To get to Ba Na Hills, I booked a private car charter for the entire day to take us from our hotel to Ba Na Hills, then to My Son Temple, and back to our hotel. The private charter costs US$76 for the entire day + US$15 surcharge for the early 6 AM pick-up time, but I feel it is justifiable since they were able to accommodate my day itinerary. If you want to just visit Ba Na Hills, then you can do the half-day option which cost US$46.
To read more about Ba Na Hills, head over to my dedicated post: Visiting Vietnam’s Golden Giant Hand Bridge in Ba Na Hills
2. My Son Temple (Afternoon)
My Son Temple is about a 2-hour drive from Ba Na Hills. We took this time to sleep and recharge our energy levels in the car. I only woke up when we were at the gate of the temple.
You can set aside about 1.5 – 2 hours to visit My Son Temple. The ticket can be easily purchased at the gate, and once you get past the gate there is a little museum you can take a look at before proceeding to the temple sites. A little past the museum, there is a little station where you can board a shuttle that takes you to the actual temple site. I recommend taking this shuttle since the temple is quite a walk away from the gate.
Once inside, you can make a circle through the temple sites. Personally, I wish I had hired a guide to take us around the sites. There were barely any explanations for the ruins, and I only found out about the history when by googling after. If you’re a history buff and interested in a tour of the My Son temple, you can book it here, which will include round-trip transfers from Hoi An as well.
Day 3: Cooking Classes or more day trips!
My third day in Hoi An ended up being wasted on a tour I didn’t really enjoy (I’ll elaborate more on that later).

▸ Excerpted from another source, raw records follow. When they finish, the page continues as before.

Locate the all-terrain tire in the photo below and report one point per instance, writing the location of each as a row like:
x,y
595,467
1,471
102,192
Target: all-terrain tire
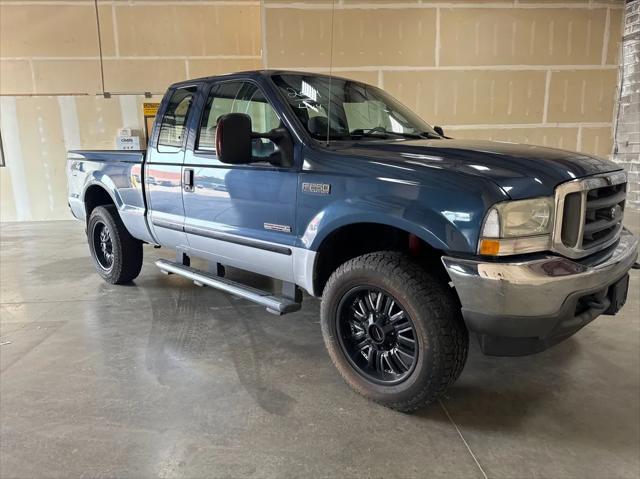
x,y
442,338
125,253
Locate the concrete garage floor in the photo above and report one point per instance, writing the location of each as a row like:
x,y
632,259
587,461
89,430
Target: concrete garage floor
x,y
162,378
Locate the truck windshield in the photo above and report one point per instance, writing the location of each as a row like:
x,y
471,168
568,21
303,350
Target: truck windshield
x,y
357,110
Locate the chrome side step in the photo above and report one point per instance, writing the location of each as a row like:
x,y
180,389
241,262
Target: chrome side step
x,y
274,304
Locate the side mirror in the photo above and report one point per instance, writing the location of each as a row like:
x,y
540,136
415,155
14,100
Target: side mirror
x,y
233,139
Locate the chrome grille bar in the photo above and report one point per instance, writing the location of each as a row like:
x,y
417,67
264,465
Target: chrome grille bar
x,y
589,214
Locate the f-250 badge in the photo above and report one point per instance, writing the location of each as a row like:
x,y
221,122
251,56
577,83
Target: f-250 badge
x,y
316,188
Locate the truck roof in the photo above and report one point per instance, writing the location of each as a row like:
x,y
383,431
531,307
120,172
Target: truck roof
x,y
252,74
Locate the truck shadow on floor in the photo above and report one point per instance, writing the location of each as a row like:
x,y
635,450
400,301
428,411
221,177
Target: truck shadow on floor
x,y
207,330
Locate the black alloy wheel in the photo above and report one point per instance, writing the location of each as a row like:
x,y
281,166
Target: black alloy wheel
x,y
377,335
103,245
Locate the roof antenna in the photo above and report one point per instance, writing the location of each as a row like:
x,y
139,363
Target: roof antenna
x,y
333,11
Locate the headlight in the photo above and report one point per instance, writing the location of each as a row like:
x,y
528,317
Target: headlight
x,y
515,227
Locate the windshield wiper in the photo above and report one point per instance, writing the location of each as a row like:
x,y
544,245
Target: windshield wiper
x,y
380,132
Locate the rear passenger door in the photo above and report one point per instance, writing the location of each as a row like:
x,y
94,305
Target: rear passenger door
x,y
163,170
241,215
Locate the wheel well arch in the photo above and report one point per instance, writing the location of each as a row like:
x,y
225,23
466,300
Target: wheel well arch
x,y
356,239
94,196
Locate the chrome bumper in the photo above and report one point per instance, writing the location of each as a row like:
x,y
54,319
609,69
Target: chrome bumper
x,y
530,298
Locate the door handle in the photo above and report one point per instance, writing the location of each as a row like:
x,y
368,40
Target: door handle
x,y
187,179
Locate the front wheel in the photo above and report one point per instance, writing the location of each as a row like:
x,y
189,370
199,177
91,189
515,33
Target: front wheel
x,y
116,254
393,330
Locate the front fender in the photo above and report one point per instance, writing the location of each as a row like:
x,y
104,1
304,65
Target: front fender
x,y
447,220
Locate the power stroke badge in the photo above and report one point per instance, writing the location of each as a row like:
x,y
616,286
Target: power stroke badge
x,y
316,188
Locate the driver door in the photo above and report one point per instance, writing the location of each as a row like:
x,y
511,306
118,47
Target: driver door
x,y
241,215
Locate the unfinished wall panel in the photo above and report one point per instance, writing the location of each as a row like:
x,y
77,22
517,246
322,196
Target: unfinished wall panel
x,y
484,97
187,30
582,96
66,76
15,76
62,30
565,138
490,69
478,36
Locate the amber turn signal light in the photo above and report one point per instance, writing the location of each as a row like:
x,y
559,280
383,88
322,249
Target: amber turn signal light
x,y
489,247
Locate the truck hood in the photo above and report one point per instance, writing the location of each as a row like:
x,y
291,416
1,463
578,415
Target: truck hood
x,y
522,171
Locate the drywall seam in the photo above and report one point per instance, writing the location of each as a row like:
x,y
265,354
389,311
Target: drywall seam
x,y
13,157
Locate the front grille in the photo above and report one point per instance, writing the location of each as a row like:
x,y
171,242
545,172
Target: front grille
x,y
603,215
589,214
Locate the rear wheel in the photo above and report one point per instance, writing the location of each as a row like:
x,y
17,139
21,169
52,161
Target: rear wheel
x,y
116,254
393,330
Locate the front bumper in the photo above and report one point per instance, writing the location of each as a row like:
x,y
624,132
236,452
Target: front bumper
x,y
520,308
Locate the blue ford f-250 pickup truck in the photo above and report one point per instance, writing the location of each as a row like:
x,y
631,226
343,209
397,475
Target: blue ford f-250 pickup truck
x,y
411,239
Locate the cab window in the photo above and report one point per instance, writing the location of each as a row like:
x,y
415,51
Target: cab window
x,y
238,97
173,128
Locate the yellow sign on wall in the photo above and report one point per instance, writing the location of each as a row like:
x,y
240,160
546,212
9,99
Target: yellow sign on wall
x,y
150,109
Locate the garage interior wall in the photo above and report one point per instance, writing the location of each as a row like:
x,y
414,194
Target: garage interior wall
x,y
541,72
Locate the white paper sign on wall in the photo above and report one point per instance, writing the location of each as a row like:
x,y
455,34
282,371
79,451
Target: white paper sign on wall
x,y
127,143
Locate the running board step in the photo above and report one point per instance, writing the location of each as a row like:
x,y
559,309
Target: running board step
x,y
274,304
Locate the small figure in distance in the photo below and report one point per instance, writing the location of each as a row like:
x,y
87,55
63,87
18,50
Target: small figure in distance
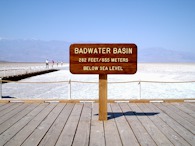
x,y
52,63
47,63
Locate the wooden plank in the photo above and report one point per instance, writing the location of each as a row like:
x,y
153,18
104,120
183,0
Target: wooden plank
x,y
10,108
40,131
177,117
68,133
8,134
175,138
140,132
111,132
16,117
190,106
103,97
13,112
54,132
183,108
181,113
125,131
155,133
97,137
2,104
83,129
187,135
21,136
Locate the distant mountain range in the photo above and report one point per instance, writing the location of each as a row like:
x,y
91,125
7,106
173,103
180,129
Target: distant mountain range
x,y
38,51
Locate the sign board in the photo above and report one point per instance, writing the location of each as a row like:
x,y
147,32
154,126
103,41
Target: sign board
x,y
103,58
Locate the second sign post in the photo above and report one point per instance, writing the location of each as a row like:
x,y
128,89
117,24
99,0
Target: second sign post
x,y
103,59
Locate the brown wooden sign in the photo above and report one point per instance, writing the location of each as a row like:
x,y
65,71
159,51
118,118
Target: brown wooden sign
x,y
103,58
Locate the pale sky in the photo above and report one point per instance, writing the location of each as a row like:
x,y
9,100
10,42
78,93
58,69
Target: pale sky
x,y
168,24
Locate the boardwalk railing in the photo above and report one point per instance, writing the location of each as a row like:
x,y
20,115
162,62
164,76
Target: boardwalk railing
x,y
71,88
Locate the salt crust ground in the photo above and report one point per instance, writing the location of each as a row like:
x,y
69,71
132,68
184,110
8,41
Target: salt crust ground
x,y
146,72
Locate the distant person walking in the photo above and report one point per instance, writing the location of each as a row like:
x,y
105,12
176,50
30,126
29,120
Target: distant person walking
x,y
47,63
53,63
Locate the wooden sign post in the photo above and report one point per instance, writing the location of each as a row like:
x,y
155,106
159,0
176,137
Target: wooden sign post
x,y
103,59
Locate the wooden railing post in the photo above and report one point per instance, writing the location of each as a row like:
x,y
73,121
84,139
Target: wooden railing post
x,y
0,87
103,97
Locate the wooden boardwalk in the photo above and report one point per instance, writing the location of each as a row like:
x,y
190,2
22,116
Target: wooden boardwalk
x,y
129,124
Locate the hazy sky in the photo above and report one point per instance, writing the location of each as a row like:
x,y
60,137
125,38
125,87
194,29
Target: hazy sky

If I could do the day over, I’d probably do one of these instead based on the glowing review:
- Hoi An City and Countryside Tour – I booked this tour for the evening tour, in which I had a blast. It turned out to be a surprise food tour (which you can read more about it on my Hoi An Food Guide). If I were to do the day over, I’d try the Full day tour or morning tour!
- Eco Cooking and Basket Boat Tour – This one was actually recommended by our hotel, and I’m kicking myself for not booking this after seeing the glowing review.
- Lantern Making Class – By now you should have noticed all the beautiful and colorful silk lanterns all over Hoi An. Well, you could learn how to make this yourself! You get to take home your creation too which makes for a great souvenir.
- Hue and Da Nang Day tour – If you’ve had enough of Hoi An, you can try this tour to see what the nearby cities look like. I personally have been curious to go to Hue!
OK, I’ll save you time by telling you what NOT to do – Don’t book a trip to Cham Islands. I don’t know if we just had a bad tour operator, but the entire trip was not the beach paradise getaway we thought it would be. I’m sure Cham Island is actually beautiful and rich in history, but I feel the tour I went on did not do it justice.
There were a lot of people crammed into a tiny boat of 15 passengers + 4 crew members. The snorkeling was below average – we were taken to a very small snorkeling area that we had to share with TEN other equally packed boats, barely any fish, and mostly dead corals. The equipment we were given was an ancient snorkeling mask with no mouthpiece to breathe with. Lunch was average at best. Tour felt like it was dragged on for too long with lots of downtimes. It was a waste of time when we could have done something else.